This Caribbean citrus sauce works wonders as a marinade for meat, fish, poultry, and vegetables. Try to use fresh-squeezed juice as it makes a ton of difference in the taste.
Habanero Mojo Criollo
6 cloves garlic
Juice of 3 oranges (about 3/4 cup)
Juice of 2 limes (about 1/4 cup)
1 Habanero pepper, seeded and deveined (wear latex gloves for this)
2 teaspoons ground cumin
1 teaspoon Mexican oregano
1 teaspoon ground black pepper
1 tablespoon kosher salt
1/4 cup olive oil
Put the salt and garlic in a food processor and pulse until the garlic is minced. Add the remaining ingredients and give them a whirl until they are well-combined.
Pour into a screw-top container (I use a pint canning jar) and refrigerate for at least an hour to give all the flavors time to meld. Shake well before using.
1 3-5 pound roasting chicken
1 cup Habanero Mojo Criollo
Clean and rinse the chicken, then pat it dry. Place the bird in front of you, breast side down. Cut up through the backbone with either a pair of kitchen shears or a sharp chef’s knife. Open the chicken like a book and flip it over so it’s breast side up. Half the chicken by cutting through the breast bone.
Put the chicken halves in a Ziploc bag and coat with the mojo. Squeeze the air out of the bag and seal. Marinate in the refrigerator for at least 2 hours, overnight is best.
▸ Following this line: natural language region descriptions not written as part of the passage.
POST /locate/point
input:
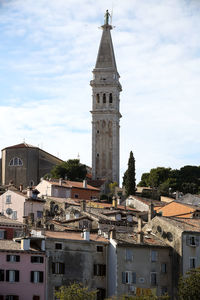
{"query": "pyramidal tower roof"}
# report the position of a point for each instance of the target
(106, 56)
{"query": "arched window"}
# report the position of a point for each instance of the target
(16, 161)
(110, 98)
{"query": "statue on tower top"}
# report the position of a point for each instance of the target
(106, 18)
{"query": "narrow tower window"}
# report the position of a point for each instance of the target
(110, 98)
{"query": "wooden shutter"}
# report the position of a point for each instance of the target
(1, 275)
(16, 276)
(95, 269)
(123, 277)
(53, 268)
(7, 275)
(40, 276)
(133, 277)
(32, 276)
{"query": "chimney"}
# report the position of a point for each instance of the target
(25, 244)
(114, 203)
(86, 235)
(83, 205)
(29, 192)
(113, 233)
(140, 233)
(150, 212)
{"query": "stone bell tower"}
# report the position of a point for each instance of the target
(105, 110)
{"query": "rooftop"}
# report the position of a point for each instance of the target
(74, 236)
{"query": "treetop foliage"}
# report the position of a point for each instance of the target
(129, 176)
(189, 286)
(186, 180)
(75, 291)
(71, 169)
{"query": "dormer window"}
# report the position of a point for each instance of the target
(16, 161)
(110, 98)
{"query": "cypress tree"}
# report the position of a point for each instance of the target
(129, 176)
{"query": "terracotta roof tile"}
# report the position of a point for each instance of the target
(74, 236)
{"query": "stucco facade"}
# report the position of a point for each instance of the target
(24, 164)
(139, 268)
(71, 258)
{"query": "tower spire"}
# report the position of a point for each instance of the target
(105, 110)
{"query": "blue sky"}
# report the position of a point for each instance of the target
(48, 50)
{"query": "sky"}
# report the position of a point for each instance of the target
(48, 49)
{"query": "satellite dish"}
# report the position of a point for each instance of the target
(9, 211)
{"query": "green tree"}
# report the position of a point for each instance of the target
(129, 176)
(71, 169)
(189, 286)
(75, 291)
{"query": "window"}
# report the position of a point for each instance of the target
(12, 276)
(13, 258)
(154, 256)
(153, 278)
(37, 259)
(36, 297)
(39, 214)
(128, 277)
(14, 215)
(192, 262)
(36, 276)
(8, 199)
(193, 240)
(99, 248)
(101, 293)
(58, 246)
(99, 270)
(163, 268)
(129, 255)
(58, 268)
(16, 161)
(12, 297)
(164, 290)
(1, 275)
(2, 234)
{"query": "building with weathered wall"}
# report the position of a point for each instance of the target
(183, 235)
(67, 189)
(24, 164)
(73, 257)
(138, 265)
(22, 271)
(17, 205)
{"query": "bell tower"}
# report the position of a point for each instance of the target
(106, 90)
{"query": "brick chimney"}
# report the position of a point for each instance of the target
(140, 233)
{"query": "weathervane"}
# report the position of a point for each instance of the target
(106, 18)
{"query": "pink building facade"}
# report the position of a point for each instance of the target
(22, 272)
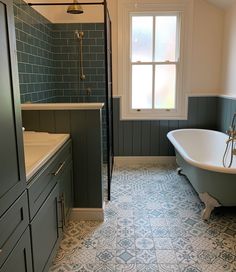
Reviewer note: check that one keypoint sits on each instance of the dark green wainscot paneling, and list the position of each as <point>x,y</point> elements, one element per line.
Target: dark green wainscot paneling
<point>148,138</point>
<point>85,128</point>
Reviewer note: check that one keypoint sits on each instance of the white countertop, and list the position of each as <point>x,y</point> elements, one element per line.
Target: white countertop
<point>39,147</point>
<point>62,106</point>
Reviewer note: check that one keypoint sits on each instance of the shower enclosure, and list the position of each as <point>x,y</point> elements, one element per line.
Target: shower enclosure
<point>78,36</point>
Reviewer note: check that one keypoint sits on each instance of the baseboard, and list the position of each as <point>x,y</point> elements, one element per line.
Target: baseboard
<point>90,214</point>
<point>131,160</point>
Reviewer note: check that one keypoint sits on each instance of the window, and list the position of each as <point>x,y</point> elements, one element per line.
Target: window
<point>154,49</point>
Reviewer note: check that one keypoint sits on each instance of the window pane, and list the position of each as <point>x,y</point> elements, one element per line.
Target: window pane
<point>165,83</point>
<point>142,35</point>
<point>141,86</point>
<point>165,48</point>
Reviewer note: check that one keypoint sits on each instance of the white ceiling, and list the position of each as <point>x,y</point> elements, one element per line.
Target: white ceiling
<point>222,3</point>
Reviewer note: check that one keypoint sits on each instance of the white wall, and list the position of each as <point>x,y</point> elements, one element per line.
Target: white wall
<point>207,48</point>
<point>206,61</point>
<point>229,56</point>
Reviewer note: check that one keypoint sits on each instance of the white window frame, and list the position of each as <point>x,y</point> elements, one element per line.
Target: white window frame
<point>126,9</point>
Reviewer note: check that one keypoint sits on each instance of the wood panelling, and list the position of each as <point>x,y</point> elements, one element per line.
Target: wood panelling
<point>148,138</point>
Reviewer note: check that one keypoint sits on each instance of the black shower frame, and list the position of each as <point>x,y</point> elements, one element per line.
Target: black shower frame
<point>108,79</point>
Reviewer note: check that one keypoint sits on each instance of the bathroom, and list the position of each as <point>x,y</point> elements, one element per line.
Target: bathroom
<point>149,217</point>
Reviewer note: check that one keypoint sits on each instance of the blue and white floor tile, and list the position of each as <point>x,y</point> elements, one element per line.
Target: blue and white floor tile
<point>152,224</point>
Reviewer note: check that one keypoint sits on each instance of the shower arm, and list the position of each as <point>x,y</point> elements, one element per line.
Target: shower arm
<point>66,4</point>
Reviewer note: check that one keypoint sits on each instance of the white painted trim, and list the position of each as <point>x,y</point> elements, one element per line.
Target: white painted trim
<point>228,96</point>
<point>203,95</point>
<point>124,9</point>
<point>91,214</point>
<point>62,106</point>
<point>132,160</point>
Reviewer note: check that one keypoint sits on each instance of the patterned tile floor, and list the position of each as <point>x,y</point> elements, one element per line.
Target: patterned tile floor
<point>152,224</point>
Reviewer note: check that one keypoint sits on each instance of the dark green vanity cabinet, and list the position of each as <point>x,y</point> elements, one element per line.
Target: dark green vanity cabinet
<point>20,258</point>
<point>50,200</point>
<point>12,179</point>
<point>15,247</point>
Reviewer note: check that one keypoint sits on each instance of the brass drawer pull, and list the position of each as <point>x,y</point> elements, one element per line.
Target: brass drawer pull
<point>59,169</point>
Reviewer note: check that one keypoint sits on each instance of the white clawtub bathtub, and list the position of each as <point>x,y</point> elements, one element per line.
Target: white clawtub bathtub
<point>200,153</point>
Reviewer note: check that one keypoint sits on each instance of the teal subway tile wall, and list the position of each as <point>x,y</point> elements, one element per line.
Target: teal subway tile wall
<point>35,56</point>
<point>49,61</point>
<point>49,71</point>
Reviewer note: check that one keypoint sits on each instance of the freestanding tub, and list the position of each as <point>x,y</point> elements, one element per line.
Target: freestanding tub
<point>199,153</point>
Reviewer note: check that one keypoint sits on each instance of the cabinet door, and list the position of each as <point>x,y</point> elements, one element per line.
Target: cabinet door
<point>45,232</point>
<point>20,259</point>
<point>66,192</point>
<point>12,180</point>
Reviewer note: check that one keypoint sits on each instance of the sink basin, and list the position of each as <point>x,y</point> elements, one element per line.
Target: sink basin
<point>39,147</point>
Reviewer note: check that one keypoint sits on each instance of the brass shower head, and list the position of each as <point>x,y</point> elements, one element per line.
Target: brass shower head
<point>75,9</point>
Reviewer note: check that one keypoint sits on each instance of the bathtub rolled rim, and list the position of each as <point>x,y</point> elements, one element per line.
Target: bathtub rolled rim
<point>193,162</point>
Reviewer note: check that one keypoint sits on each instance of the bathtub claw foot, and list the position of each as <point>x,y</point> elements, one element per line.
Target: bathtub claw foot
<point>179,171</point>
<point>210,204</point>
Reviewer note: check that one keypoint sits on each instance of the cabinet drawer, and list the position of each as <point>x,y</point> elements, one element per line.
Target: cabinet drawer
<point>12,224</point>
<point>45,231</point>
<point>20,259</point>
<point>43,182</point>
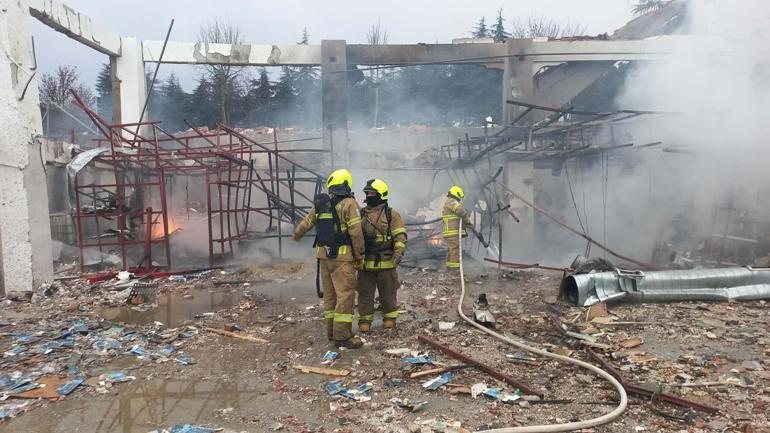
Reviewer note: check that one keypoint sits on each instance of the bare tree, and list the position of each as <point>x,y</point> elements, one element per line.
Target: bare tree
<point>645,6</point>
<point>223,78</point>
<point>376,36</point>
<point>535,26</point>
<point>55,88</point>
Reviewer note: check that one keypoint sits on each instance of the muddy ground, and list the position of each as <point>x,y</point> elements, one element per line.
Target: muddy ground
<point>246,386</point>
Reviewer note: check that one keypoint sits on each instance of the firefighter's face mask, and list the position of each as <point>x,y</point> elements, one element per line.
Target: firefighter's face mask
<point>372,198</point>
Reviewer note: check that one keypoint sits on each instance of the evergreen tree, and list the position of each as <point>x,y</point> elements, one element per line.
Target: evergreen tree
<point>104,92</point>
<point>481,30</point>
<point>498,31</point>
<point>202,109</point>
<point>172,105</point>
<point>307,92</point>
<point>259,100</point>
<point>284,97</point>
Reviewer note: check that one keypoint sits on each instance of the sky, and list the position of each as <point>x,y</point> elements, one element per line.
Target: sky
<point>282,21</point>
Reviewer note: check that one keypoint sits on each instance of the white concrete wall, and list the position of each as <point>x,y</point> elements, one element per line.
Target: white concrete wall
<point>25,232</point>
<point>128,82</point>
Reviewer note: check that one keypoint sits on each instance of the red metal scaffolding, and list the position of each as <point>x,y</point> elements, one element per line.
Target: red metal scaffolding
<point>246,182</point>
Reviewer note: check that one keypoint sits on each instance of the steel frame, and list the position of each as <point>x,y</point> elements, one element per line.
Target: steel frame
<point>144,162</point>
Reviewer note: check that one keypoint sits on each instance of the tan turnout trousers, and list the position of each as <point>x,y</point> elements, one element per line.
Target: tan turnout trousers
<point>338,279</point>
<point>386,284</point>
<point>338,275</point>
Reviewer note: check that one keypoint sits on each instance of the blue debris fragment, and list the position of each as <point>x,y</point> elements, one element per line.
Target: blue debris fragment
<point>333,388</point>
<point>330,358</point>
<point>418,359</point>
<point>15,350</point>
<point>117,377</point>
<point>106,344</point>
<point>189,428</point>
<point>168,350</point>
<point>138,350</point>
<point>11,410</point>
<point>359,393</point>
<point>505,397</point>
<point>437,382</point>
<point>80,327</point>
<point>185,360</point>
<point>70,386</point>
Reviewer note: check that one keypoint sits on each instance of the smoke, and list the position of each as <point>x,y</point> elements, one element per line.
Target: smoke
<point>710,170</point>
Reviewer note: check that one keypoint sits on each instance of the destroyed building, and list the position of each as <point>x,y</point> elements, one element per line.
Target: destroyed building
<point>620,264</point>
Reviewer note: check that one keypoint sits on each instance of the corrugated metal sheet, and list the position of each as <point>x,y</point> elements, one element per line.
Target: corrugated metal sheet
<point>739,284</point>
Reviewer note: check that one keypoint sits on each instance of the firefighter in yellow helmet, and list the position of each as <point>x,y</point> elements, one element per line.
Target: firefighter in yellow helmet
<point>451,214</point>
<point>340,251</point>
<point>385,239</point>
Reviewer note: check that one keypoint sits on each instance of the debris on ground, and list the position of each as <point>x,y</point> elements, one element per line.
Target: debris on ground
<point>665,354</point>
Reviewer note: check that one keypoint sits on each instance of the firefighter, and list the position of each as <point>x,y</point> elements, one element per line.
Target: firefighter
<point>340,251</point>
<point>451,214</point>
<point>385,240</point>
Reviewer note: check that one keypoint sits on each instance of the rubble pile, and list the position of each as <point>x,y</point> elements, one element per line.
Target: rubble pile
<point>703,365</point>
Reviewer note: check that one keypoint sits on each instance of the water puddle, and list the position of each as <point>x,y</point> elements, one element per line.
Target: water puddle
<point>146,405</point>
<point>174,308</point>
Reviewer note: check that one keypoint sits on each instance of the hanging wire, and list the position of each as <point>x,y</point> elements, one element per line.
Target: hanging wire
<point>574,202</point>
<point>605,182</point>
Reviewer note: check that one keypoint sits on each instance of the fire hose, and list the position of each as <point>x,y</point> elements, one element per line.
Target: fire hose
<point>577,425</point>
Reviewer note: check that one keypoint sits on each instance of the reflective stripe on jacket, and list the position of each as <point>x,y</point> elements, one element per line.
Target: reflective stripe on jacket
<point>350,223</point>
<point>451,213</point>
<point>380,252</point>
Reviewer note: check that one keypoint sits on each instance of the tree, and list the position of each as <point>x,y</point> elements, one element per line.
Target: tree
<point>645,6</point>
<point>172,102</point>
<point>284,97</point>
<point>259,100</point>
<point>104,92</point>
<point>481,30</point>
<point>55,88</point>
<point>535,26</point>
<point>498,31</point>
<point>57,101</point>
<point>307,91</point>
<point>201,108</point>
<point>376,36</point>
<point>223,78</point>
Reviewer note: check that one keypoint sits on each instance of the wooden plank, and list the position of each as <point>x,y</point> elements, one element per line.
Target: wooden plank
<point>50,384</point>
<point>236,335</point>
<point>326,371</point>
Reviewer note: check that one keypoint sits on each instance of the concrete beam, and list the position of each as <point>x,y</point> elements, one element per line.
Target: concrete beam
<point>271,55</point>
<point>648,49</point>
<point>426,53</point>
<point>334,99</point>
<point>128,83</point>
<point>72,23</point>
<point>242,55</point>
<point>517,77</point>
<point>25,231</point>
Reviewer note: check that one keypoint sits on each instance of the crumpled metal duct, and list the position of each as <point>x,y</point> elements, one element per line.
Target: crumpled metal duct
<point>739,284</point>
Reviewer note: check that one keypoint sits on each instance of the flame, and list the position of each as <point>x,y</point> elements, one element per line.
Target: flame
<point>157,228</point>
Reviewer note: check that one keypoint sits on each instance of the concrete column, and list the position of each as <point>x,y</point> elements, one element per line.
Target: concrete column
<point>25,231</point>
<point>129,85</point>
<point>517,77</point>
<point>334,96</point>
<point>519,237</point>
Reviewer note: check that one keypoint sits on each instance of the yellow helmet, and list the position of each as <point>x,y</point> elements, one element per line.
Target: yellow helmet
<point>340,181</point>
<point>457,192</point>
<point>378,186</point>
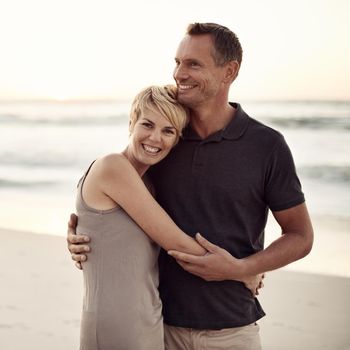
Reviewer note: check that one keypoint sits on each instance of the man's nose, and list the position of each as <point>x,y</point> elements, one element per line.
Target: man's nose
<point>180,72</point>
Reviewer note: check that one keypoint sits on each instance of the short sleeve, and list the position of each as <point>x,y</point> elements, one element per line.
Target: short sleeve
<point>282,186</point>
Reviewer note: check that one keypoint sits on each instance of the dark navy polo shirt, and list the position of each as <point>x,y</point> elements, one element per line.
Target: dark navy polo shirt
<point>222,187</point>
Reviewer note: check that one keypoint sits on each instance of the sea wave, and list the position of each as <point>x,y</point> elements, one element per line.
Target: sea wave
<point>70,121</point>
<point>6,183</point>
<point>329,123</point>
<point>329,173</point>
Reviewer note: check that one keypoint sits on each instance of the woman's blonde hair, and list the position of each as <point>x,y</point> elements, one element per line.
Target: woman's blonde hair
<point>162,99</point>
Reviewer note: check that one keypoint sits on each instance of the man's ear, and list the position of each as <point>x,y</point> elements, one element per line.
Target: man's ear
<point>231,73</point>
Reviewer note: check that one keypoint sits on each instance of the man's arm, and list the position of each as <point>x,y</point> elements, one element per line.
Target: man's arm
<point>75,242</point>
<point>218,265</point>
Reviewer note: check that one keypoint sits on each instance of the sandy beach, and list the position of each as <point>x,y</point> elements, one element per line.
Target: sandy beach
<point>41,294</point>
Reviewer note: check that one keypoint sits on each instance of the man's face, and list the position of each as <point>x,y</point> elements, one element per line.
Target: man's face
<point>198,78</point>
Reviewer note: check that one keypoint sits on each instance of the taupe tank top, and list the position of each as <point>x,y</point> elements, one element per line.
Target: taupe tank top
<point>121,306</point>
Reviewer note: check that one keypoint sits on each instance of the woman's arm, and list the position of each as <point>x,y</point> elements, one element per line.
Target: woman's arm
<point>119,180</point>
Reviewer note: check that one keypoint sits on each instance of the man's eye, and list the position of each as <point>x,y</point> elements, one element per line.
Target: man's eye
<point>169,131</point>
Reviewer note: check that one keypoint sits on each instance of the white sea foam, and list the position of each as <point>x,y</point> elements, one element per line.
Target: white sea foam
<point>45,148</point>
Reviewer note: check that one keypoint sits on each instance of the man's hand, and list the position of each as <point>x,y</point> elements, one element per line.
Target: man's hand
<point>216,265</point>
<point>254,283</point>
<point>75,241</point>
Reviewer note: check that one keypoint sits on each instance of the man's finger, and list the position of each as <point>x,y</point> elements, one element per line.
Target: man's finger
<point>79,257</point>
<point>73,220</point>
<point>78,248</point>
<point>193,259</point>
<point>76,239</point>
<point>206,244</point>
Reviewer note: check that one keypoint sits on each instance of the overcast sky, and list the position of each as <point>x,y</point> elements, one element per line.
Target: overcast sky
<point>62,49</point>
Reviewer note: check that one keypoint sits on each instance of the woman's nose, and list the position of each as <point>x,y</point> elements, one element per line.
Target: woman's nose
<point>155,135</point>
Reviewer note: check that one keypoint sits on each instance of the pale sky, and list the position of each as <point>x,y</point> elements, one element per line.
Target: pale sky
<point>64,49</point>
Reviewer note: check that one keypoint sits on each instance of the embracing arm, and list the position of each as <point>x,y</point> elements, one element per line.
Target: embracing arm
<point>294,243</point>
<point>120,181</point>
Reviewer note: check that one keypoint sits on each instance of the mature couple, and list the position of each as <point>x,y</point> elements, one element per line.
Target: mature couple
<point>219,178</point>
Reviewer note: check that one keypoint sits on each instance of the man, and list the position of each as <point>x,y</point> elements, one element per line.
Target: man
<point>220,180</point>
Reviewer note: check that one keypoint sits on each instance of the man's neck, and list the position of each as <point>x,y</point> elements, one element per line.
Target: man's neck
<point>206,121</point>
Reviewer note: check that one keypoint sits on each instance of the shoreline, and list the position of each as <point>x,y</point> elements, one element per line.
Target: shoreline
<point>41,298</point>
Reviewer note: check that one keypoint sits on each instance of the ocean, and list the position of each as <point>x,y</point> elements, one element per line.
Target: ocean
<point>46,146</point>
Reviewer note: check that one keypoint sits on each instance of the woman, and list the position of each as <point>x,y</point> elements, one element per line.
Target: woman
<point>122,308</point>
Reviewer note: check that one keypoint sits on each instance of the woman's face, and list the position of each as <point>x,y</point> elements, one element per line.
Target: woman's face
<point>152,138</point>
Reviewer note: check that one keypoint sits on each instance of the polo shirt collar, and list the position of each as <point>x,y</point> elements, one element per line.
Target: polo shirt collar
<point>233,131</point>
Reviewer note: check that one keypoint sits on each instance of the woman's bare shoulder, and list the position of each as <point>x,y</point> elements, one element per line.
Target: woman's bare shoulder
<point>114,164</point>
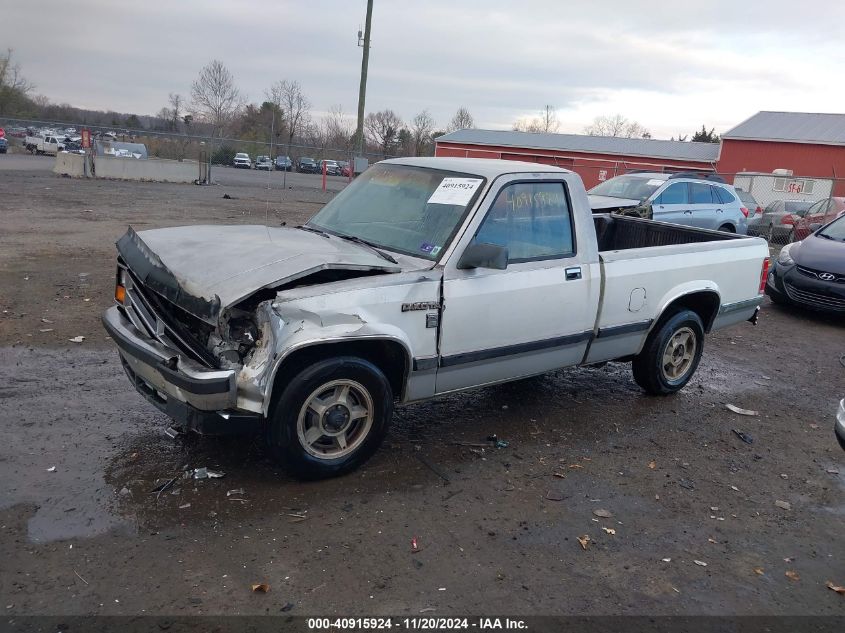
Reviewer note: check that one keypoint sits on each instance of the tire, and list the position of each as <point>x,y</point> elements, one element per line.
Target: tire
<point>317,445</point>
<point>659,369</point>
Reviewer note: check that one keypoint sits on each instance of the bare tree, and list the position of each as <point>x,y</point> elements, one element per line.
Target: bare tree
<point>383,128</point>
<point>421,128</point>
<point>461,121</point>
<point>177,106</point>
<point>616,125</point>
<point>214,97</point>
<point>337,129</point>
<point>294,106</point>
<point>10,74</point>
<point>545,122</point>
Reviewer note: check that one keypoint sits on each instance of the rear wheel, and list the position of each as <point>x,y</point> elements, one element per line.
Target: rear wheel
<point>330,418</point>
<point>671,354</point>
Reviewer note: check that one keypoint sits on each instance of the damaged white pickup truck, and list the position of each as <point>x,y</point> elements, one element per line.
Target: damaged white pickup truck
<point>422,277</point>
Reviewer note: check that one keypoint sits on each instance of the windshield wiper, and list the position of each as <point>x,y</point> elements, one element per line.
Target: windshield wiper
<point>305,227</point>
<point>358,240</point>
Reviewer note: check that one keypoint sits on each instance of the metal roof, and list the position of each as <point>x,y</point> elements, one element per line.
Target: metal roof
<point>488,168</point>
<point>644,147</point>
<point>791,127</point>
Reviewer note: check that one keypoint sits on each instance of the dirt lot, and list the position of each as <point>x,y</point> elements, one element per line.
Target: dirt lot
<point>498,528</point>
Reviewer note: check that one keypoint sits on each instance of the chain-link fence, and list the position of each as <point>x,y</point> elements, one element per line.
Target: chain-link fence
<point>180,146</point>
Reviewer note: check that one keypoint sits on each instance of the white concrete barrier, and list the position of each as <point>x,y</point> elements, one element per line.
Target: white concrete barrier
<point>70,165</point>
<point>156,170</point>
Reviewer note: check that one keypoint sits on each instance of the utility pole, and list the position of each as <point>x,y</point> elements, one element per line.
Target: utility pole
<point>362,91</point>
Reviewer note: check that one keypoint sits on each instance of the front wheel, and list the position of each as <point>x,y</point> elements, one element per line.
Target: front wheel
<point>671,354</point>
<point>330,418</point>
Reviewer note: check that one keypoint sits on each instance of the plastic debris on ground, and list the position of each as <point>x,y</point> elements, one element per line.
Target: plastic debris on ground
<point>743,436</point>
<point>205,473</point>
<point>740,410</point>
<point>836,588</point>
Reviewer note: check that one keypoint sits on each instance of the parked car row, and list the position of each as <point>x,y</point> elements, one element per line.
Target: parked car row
<point>304,165</point>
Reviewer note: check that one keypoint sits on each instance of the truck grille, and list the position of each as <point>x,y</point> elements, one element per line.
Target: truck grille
<point>814,298</point>
<point>168,323</point>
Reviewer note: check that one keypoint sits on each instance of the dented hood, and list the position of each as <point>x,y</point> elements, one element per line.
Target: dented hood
<point>204,269</point>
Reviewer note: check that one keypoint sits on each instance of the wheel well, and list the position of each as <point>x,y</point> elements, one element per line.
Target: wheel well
<point>389,356</point>
<point>705,304</point>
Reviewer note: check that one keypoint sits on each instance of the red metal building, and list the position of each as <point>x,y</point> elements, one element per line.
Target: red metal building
<point>810,145</point>
<point>594,158</point>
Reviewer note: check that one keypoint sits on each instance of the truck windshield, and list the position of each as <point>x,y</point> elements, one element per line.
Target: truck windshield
<point>401,208</point>
<point>630,187</point>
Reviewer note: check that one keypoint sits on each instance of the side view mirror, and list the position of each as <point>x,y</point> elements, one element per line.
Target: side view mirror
<point>483,255</point>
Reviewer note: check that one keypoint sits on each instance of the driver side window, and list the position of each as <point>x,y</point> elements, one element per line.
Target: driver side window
<point>532,220</point>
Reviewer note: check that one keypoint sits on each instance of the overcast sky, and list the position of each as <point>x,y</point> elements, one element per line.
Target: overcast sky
<point>672,66</point>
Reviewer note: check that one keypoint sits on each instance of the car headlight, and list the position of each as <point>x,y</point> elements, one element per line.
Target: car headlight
<point>784,258</point>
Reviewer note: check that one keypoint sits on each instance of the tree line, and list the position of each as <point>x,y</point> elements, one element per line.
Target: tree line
<point>216,107</point>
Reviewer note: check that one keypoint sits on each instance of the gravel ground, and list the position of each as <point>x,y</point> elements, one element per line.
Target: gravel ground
<point>656,483</point>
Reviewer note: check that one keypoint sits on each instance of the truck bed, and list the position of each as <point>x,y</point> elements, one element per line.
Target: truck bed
<point>619,233</point>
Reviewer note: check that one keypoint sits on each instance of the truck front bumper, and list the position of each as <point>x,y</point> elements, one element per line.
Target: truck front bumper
<point>197,398</point>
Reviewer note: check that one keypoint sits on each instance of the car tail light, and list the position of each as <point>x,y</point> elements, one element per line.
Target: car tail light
<point>764,273</point>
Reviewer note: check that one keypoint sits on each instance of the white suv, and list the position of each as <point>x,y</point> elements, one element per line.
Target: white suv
<point>706,202</point>
<point>242,160</point>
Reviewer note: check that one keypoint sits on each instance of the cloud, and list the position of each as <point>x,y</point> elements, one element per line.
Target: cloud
<point>670,69</point>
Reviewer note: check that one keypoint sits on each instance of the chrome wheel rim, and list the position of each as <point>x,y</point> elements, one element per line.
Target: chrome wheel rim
<point>335,419</point>
<point>678,354</point>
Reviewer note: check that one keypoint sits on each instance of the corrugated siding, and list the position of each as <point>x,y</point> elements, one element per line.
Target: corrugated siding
<point>819,161</point>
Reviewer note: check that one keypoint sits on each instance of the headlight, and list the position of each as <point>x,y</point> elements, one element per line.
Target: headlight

Set your grill up for a indirect cook over medium-high (400°F) heat. Put the halved on the grill skin side up. Close the lid and cook for 15 minutes. Flip and cook skin side down for another 15 minutes. Flip skin side up and cook until the internal temperature has reached 160°F in the breast and 180°F in the thigh, about another 30 minutes.
When the chicken is done, remove it to a cutting board and let it rest for 10 minutes. Quarter the bird for serving.